Oil output in Russia 'has peaked'
Oil output in Russia, the world's biggest supplier after Saudi Arabia, has "peaked" and may decline in the coming years, said billionaire Viktor Vekselberg, an owner of BP's venture TNK-BP.
- An oil field in Siberia. Output is falling for the first time in a decade as Soviet-era wells dry up and the costs of developing harder-to-reach deposits surge.
- Image Credit: Bloomberg News
Moscow: Oil output in Russia, the world's biggest supplier after Saudi Arabia, has "peaked" and may decline in the coming years, said billionaire Viktor Vekselberg, an owner of BP's venture TNK-BP.

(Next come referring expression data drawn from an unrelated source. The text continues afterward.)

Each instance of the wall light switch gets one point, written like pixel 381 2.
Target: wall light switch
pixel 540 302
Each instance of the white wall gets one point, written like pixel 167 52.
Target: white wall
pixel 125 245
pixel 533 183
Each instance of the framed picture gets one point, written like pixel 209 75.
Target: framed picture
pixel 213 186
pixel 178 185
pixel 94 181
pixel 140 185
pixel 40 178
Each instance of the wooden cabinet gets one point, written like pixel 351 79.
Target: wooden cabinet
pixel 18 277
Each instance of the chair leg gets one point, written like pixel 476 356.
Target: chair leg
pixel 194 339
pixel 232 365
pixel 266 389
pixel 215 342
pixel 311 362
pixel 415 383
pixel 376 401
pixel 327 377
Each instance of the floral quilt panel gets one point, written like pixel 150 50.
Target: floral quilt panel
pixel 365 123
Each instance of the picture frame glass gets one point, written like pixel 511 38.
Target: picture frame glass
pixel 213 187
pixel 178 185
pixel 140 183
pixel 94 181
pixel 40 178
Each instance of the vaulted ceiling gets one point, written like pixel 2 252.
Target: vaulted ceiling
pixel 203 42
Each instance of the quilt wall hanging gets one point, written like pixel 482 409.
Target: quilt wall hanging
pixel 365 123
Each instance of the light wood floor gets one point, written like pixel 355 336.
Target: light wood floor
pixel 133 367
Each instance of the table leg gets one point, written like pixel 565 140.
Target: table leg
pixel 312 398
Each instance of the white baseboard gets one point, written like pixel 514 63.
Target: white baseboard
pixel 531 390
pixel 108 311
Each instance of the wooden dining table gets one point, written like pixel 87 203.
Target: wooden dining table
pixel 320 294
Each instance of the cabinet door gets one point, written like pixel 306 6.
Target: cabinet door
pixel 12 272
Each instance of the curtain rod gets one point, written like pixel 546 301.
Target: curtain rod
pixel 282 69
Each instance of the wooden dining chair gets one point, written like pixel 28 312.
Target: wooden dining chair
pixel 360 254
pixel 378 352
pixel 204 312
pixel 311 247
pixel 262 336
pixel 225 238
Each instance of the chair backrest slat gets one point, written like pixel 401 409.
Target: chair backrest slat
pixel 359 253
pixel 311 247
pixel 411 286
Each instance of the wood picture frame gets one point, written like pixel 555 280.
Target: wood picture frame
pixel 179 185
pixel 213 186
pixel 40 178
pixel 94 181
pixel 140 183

Russian companies need tax breaks to spur exploration and development of new fields to revive growth, Vekselberg told an American Chamber of Commerce conference in Moscow on Thursday.
Oil output is falling for the first time in a decade as Soviet-era wells dry up and the costs of developing harder-to-reach deposits surge. Russia pumped 9.76 million barrels a day in March, down from 9.83 million in December, according to CDU TEK, the Energy Ministry's central dispatch unit.
"The output level we have today is a plateau, stagnation," Energy Minister Viktor Khristenko said on April 10.
A drop in annual output would end a 58 per cent surge in production since 1998, when Russia defaulted on about $40 billion of domestic debt and devalued the ruble. That year, Urals crude, Russia's benchmark blend, averaged $12.02 a barrel. The price reached a record $111.72 yesterday.
The finance and energy ministries have agreed on the need to reduce taxes and plan to reach an accord on the size of the cuts by July, the Energy Ministry said last week.
Insufficient
"The sector that has helped us all these years now deserves support," Finance Minister Alexei Kudrin told economy ministry officials on March 25. Kudrin said one proposal, a cut in the crude-extraction tax, would save companies a combined 100 billion rubles ($4.3 billion) a year. That's not enough to spur development in the Arctic and other remote areas, Vekselberg said yesterday.
"This is insufficient and it won't turn the sector around," Vekelberg said, adding that he's "not too pessimistic" about the industry's future.
Vekselberg and his billionaire partners Mikhail Fridman and Len Blavatnik own half of TNK-BP International, while BP, Europe's second-biggest oil company, owns the rest. TNK-BP International in turn owns 95 per cent of Moscow-listed OAO TNK-BP Holding, Russia's third-biggest producer.
The energy ministry has said it expects production of crude and gas condensate to increase 1.8 per cent increase this year to 10 million barrels a day, or about 11 per cent of world consumption.